Every morning, I wake up to the same rudderless day. My sole routine is the tweaking and proofreading of the same cover letter and resume I tweaked and proofread yesterday. Meals don’t even matter anymore. I often find myself drowning in myriad of thoughts, worries, and unanswered emails. Food only ever crosses my mind when the hunger pains in my stomach become unbearable. Ironically, my days are just as exhausting as they are miserable. When endless sitting, staring, and typing doesn’t tire me, hoping for the best does. At times I feel like there is something wrong with me and that everyone else in the post-undergrad world is living their best life while I sit and type an article about being unemployed.
I have come to realize, however, that this is not true.
Job hunting is hard, and a lot more people suffer from the stresses of post-college life than we might think. Just this week, I’ve seen several posts from friends and strangers about the challenges of finding a job after college.
“Post-grad life is weird,” says a former classmate while another posts a lengthy Facebook post about the realities of post-graduate depression.
It’s interesting and extremely comforting to see that there are many who are struggling with the same thing as me despite the happy images and messages that we see every day on social media, but it raises my next question: why does everyone try to seem so happy?
I’m proud of the friends who have been honest about their worries, but I know that it’s far beyond the image of perpetual happiness that we’ve been taught to maintain. It’s nice to feel like I’m on the same level of human as everyone else instead of trying to force a smile for my IG brand. Of course, posting a string of depressing quotes and captions isn’t going to help anyone, but a little truth and authenticity adds a nice touch to reality.
It’s hard for me to remember the exact moment when I felt that saying “I’m doing well” was a lot more acceptable than saying the opposite, or even that the simple phrase “I need help” was a sign of weakness and desperation. If there’s one thing I’ve learned in my little time as a college graduate, it’s that the words “help me,” whether spoken or conveyed otherwise, are two that I will use often. Honestly, it relieves a lot of the pressure. Whether we like to admit it or not, we’re all figuring everything out as we go. We map out our plans and strategize how we will reach our goals, but it’s often in the missteps where we find our footing.
I’ve been unemployed for three months. I planned to move to L.A. after returning from Barcelona, but that has yet to happen.
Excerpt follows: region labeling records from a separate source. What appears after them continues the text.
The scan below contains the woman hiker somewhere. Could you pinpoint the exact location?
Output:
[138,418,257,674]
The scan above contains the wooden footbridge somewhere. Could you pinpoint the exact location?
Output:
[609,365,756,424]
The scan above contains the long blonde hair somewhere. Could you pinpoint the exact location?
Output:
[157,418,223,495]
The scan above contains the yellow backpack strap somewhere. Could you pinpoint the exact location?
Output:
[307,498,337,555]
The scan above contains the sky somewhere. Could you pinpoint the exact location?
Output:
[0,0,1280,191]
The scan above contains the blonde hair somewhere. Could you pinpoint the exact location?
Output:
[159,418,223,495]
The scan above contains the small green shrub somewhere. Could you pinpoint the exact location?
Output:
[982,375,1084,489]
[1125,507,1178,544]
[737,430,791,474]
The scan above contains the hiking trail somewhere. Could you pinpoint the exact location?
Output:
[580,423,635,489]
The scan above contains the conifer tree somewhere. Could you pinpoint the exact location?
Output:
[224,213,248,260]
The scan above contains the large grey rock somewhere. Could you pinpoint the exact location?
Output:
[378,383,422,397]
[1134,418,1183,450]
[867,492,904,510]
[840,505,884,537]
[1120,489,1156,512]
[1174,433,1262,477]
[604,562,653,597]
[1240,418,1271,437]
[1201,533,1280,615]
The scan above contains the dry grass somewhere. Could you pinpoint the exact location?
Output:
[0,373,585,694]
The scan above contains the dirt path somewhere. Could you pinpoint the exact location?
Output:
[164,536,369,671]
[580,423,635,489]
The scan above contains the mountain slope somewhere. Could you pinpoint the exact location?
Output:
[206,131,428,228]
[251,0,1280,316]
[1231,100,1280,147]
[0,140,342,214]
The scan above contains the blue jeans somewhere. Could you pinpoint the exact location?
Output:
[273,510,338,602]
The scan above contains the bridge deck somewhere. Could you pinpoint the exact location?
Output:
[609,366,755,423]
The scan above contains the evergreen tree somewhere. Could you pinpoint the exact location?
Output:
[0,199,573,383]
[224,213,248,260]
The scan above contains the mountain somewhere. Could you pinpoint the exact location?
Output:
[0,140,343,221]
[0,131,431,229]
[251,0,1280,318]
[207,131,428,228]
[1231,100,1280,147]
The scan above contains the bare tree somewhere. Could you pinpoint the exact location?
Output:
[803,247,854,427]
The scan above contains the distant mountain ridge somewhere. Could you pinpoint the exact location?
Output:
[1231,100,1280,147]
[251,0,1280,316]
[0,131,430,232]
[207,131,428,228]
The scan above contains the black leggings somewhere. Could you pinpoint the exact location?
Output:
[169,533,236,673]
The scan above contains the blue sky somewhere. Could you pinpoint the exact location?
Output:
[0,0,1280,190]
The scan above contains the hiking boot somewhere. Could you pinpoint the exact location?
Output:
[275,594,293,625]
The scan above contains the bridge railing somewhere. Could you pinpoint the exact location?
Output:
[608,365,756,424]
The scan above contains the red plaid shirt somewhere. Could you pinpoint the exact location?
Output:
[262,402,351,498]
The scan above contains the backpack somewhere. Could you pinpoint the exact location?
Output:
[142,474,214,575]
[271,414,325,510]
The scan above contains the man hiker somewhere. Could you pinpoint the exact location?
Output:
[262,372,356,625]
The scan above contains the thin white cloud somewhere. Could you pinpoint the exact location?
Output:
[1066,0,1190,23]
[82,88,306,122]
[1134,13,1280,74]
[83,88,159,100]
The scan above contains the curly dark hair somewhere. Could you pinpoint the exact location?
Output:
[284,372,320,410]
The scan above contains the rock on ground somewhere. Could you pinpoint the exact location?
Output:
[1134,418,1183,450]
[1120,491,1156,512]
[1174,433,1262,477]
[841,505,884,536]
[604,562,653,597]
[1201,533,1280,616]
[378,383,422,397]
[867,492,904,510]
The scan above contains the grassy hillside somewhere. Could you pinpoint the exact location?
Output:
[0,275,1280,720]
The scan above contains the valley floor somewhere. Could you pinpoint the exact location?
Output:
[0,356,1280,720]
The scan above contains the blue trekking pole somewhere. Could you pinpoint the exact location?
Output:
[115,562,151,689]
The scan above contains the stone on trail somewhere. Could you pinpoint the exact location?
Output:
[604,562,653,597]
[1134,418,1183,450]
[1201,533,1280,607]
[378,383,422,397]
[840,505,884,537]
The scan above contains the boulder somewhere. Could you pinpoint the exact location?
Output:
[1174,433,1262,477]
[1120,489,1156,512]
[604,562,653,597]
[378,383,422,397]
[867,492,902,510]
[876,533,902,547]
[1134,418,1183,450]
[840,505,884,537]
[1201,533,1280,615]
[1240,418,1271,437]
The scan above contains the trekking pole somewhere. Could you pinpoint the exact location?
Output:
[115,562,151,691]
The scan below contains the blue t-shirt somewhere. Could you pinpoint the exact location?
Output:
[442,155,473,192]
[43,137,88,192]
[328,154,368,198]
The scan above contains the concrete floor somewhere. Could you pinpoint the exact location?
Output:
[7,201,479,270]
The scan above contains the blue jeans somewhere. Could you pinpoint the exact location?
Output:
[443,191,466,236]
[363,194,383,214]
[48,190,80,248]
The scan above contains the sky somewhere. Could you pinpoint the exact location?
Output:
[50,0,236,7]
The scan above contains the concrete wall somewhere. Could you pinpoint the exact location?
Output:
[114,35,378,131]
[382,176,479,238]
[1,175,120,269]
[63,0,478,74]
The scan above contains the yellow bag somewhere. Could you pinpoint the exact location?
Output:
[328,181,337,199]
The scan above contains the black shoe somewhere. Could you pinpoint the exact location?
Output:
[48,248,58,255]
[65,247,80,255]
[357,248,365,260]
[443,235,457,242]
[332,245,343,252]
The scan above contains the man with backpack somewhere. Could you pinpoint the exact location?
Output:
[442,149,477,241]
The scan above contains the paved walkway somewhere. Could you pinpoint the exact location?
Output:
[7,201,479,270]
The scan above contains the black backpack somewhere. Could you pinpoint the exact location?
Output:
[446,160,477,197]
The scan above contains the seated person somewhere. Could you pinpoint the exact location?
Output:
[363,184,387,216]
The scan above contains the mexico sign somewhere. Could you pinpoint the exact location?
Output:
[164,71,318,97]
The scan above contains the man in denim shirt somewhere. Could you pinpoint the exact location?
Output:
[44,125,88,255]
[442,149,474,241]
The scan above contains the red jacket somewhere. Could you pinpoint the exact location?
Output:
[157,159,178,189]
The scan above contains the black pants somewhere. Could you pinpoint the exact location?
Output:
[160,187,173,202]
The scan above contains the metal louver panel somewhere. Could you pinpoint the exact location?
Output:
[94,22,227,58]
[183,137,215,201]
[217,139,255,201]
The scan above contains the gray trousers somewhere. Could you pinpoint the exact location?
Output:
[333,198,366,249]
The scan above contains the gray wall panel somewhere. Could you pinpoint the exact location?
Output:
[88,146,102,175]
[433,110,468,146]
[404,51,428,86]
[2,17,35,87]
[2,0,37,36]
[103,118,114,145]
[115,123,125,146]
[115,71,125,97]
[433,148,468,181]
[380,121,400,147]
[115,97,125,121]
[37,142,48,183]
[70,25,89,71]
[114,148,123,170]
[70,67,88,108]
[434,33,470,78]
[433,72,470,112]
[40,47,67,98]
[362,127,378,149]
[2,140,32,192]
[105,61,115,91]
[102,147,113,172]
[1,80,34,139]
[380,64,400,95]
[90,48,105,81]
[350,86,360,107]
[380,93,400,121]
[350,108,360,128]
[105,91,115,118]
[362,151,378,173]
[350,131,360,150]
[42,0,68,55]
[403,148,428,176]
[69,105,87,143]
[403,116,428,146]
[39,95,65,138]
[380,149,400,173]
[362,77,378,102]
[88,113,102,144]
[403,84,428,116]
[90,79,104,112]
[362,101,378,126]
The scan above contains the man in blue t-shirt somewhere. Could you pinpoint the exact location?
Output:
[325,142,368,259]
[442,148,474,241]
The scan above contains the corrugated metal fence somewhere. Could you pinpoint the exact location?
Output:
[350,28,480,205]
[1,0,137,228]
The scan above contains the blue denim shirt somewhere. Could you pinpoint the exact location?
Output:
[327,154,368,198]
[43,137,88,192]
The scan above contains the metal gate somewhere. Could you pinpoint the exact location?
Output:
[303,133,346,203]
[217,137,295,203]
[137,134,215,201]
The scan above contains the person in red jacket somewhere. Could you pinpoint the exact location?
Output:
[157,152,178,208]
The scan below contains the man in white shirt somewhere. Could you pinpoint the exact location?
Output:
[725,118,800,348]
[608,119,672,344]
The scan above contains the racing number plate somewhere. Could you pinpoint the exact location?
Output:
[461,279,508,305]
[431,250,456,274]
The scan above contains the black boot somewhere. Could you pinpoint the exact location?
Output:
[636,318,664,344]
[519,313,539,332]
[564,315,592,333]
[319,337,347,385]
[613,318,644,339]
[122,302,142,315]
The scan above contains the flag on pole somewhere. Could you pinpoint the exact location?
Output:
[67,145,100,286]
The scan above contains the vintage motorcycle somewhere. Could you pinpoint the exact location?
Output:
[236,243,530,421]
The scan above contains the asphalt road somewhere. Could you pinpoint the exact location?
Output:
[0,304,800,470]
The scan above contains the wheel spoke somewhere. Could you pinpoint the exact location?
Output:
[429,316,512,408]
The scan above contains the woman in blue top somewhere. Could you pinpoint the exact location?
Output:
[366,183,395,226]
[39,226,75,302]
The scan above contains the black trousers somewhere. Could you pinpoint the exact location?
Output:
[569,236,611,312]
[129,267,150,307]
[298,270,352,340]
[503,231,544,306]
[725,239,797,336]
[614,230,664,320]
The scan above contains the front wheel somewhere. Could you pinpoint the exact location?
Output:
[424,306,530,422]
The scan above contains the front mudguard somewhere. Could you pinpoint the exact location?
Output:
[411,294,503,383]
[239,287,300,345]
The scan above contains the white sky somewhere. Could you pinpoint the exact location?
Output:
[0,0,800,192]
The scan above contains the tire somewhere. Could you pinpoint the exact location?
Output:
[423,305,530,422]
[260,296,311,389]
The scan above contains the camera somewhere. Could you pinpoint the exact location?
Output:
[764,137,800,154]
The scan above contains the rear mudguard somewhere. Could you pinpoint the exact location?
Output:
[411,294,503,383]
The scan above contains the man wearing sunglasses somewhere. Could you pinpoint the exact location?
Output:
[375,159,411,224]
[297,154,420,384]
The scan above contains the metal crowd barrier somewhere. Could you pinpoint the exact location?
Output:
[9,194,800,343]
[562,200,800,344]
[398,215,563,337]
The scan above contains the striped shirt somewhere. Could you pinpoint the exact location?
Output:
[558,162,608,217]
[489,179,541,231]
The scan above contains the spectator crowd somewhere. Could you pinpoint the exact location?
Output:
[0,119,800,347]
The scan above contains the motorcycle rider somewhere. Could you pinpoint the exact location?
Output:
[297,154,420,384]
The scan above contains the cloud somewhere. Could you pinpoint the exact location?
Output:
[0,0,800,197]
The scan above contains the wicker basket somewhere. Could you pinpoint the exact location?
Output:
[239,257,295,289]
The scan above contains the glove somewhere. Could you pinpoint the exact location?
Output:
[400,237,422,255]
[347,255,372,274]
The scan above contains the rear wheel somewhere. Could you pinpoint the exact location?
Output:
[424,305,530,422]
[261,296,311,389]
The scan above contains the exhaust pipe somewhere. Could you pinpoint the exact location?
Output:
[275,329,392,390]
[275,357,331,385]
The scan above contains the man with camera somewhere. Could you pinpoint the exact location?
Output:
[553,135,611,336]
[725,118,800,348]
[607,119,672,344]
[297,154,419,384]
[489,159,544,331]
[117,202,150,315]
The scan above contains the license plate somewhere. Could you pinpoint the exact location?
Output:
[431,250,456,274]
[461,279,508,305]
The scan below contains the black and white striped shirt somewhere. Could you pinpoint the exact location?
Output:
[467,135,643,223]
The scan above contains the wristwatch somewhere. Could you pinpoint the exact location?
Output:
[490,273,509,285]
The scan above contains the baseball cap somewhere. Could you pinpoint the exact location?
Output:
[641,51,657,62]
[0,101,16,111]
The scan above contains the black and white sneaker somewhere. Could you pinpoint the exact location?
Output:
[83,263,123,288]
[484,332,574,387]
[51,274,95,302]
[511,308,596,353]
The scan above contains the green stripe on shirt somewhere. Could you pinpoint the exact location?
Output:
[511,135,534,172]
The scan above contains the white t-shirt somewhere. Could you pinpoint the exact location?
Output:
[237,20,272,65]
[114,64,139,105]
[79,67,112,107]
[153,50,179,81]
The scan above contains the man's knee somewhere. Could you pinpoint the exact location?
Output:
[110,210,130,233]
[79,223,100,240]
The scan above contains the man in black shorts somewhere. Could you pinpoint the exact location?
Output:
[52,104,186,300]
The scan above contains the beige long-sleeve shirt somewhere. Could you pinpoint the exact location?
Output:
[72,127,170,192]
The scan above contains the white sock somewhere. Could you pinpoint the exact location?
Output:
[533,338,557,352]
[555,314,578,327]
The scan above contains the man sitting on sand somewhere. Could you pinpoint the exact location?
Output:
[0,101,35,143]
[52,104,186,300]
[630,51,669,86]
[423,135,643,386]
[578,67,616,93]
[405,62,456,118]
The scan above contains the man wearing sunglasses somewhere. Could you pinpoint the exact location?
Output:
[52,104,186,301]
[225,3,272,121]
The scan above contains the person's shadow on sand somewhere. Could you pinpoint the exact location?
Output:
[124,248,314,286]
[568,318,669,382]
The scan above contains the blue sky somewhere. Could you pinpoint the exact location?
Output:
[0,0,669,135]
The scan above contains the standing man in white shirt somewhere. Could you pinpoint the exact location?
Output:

It’s been a long three months of “hurry up and wait,” a continuous hustle of responding to job ads and hoping for the best. The funny thing is that three months is relatively short in the job hunting universe. I’ve come across plenty of posts with people well into nine months of unemployment. I’ve realized that my sense of time or lack thereof is extremely subjective to my problems, an obvious fact that has become oblivious to many.
“It’ll take as long as it takes,” says a former professor and close friend whose advice has come to be more of a comfort than an annoyance.
Time is subjective, and the more I remind myself of that, the more I realize that I am in control. I choose how to spend my time, and I can have power over the things that worry me. The job I want will not be easy to obtain, but I get to choose how to utilize my time in the land of meanwhile. This also means making time for myself. It’s easy to disregard mental health when success seems to be the only antidote to misery. Things I like to do include leaving the house every day, going on a short walk, reading a book, watching Netflix, and practicing Spanish. I have to remind myself that the things I do now will also affect my mental state when I’m hired.
As much as I would have loved for a shiny job offer to enter my inbox within the past thirty minutes, it did not happen. Instead, this is the part of the article where I discuss self-encouragement and perseverance. Two words that will feel overused and worn out once you’re in my situation but also, two words that will feel like the only sliver of hope you have left. Oddly enough, seeing posts and hearing the problems of others who have been in my situation and listening to how they overcome has been the most helpful. Reading occasional “don’t give up” tweets has also been encouraging but more than anything, I’m learning to be nice to myself. The last post that I saw on Instagram from Adolescent said “Your value is not based on productivity,” and it resonated with me in more ways than one. My worth is unaffected by the amount of work I put into finding a job, and not having a job certainly doesn’t make me any less valuable. My job search will eventually come to an end, but the way I see myself never will.
These are the things that we all need to hear. Sometimes, pretending that everything is great can be more detrimental than sharing your problems. Life after college isn’t easy, and it’s time we stop believing that we need to have our shit together by the age of 25.